Fear is antithetical to love; therefore it’s antithetical to the entire Christian ethical project. Take it from 1 John 4:
God is love, and those who abide in love abide in God, and God abides in them. Love has been perfected among us in this: that we may have boldness on the day of judgment, because as he is, so are we in this world. There is no fear in love, but perfect love casts out fear; for fear has to do with punishment, and whoever fears has not reached perfection in love. We love because he first loved us. Those who say, “I love God,” and hate their brothers or sisters, are liars; for those who do not love a brother or sisterwhom they have seen, cannot love God whom they have not seen. The commandment we have from him is this: those who love God must love their brothers and sistersalso.

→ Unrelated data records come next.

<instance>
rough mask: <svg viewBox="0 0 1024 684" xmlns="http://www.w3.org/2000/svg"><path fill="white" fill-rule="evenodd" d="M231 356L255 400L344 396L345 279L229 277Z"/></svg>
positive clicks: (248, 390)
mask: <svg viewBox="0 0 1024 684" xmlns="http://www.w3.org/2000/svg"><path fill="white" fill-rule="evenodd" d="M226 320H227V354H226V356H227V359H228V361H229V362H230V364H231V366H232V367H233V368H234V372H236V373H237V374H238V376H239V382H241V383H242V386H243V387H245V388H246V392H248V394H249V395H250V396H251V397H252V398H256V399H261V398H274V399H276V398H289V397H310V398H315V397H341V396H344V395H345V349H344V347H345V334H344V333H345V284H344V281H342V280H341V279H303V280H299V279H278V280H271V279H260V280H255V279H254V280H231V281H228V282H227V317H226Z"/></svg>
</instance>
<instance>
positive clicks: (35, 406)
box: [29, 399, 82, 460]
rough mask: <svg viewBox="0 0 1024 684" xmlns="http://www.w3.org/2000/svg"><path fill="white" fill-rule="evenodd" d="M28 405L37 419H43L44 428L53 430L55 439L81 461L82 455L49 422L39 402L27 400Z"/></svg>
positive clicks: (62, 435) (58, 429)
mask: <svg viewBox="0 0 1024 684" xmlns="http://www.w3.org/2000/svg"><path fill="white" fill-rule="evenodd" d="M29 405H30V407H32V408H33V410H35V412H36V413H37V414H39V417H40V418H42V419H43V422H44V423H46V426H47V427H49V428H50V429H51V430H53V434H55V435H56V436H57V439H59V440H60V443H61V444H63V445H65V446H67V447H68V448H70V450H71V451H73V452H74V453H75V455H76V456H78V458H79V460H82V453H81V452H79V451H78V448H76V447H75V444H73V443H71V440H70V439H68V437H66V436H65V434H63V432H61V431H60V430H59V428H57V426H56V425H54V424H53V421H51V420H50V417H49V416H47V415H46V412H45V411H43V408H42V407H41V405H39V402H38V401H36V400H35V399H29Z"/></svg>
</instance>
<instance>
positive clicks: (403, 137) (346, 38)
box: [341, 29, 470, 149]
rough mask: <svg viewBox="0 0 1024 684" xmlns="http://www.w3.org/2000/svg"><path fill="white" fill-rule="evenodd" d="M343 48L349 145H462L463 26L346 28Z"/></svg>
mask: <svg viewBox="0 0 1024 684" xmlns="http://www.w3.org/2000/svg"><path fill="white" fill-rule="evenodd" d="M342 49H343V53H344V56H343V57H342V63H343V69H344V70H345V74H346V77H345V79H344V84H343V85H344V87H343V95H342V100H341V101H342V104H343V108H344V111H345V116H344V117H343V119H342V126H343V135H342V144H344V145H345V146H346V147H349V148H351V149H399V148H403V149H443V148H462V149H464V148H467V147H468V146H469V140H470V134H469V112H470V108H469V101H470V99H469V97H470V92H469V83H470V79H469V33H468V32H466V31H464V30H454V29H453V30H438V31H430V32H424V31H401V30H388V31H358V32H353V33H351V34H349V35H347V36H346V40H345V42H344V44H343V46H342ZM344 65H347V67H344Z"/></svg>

Fear has to do with punishment: this reminds us that fear has to do with loss, diminishment, uncertainty. When you’re afraid of something, you aren’t certain. Loss is on the horizon, wavering like heat distortions rising off asphalt. It might come to pass and it might not, but you’re moved to self-defense by the prospect of loss. But love is about abundance, and abundance is about certitude. All of that which we associate with God — eternity, omnipotence, love — it’s all superabundant, overdetermined in both potential and meaning, as my teacher David Ford liked to say. Love isn’t thin, love isn’t frail. Love is rich, thick, always generative, always reliable. This is why it reproduces itself: the love God first extended to us should well up and spill forth and pass on to others and others and others; that’s the sense of John here.
On the other hand, fear encourages self-interest (because it has to do with uncertainty and loss) and in that way drives out love. In that way, it’s inimical to Christian ethics. (If you’re like: hey isn’t some fear good? then read Augustine’s commentary on the two types of fear.) The nutzo rightwing fear mongering brigade is, therefore, throwing a wrench in the constitution of a considered Christian ethical culture. So long as we’re steeped in fear, we can’t found ourselves in love. And as you can see from the fringey right response to the refugee crisis at the border, we can’t reason with love while we’re reasoning in fear: even charity takes on a veneer of abuse when fear has defeated the love of others and instilled a panicky, defensive focus on the self.
The solution here is going to be complicated; refugee crises are that way. They’re unique and nuanced and you just have to approach them case-by-case. But the situation itself is not morally complicated; this is the point Pope Francis made about it:
“A change of attitude towards migrants and refugees is needed on the part of everyone, moving away from attitudes of defensiveness and fear, indifference and marginalisation — all typical of a throwaway culture — towards attitudes based on a culture of encounter, the only culture capable of building a better, more just and fraternal world.”
Amen. It is not news to you I presume that rightwing media is a bunch of human hating garbage, but I hope it doesn’t have the final word here, or ever again. As in the Byron Smith case, the victims of this fear-mongering are usually the people who are most defenseless and easiest to abuse, that is, the young and the poor.
*Note: if you think it isn’t so straightforward but aren’t involved in the response the rest of the post details, obviously this is not about you. If you would like a post about you, that can be arranged for some ca$h.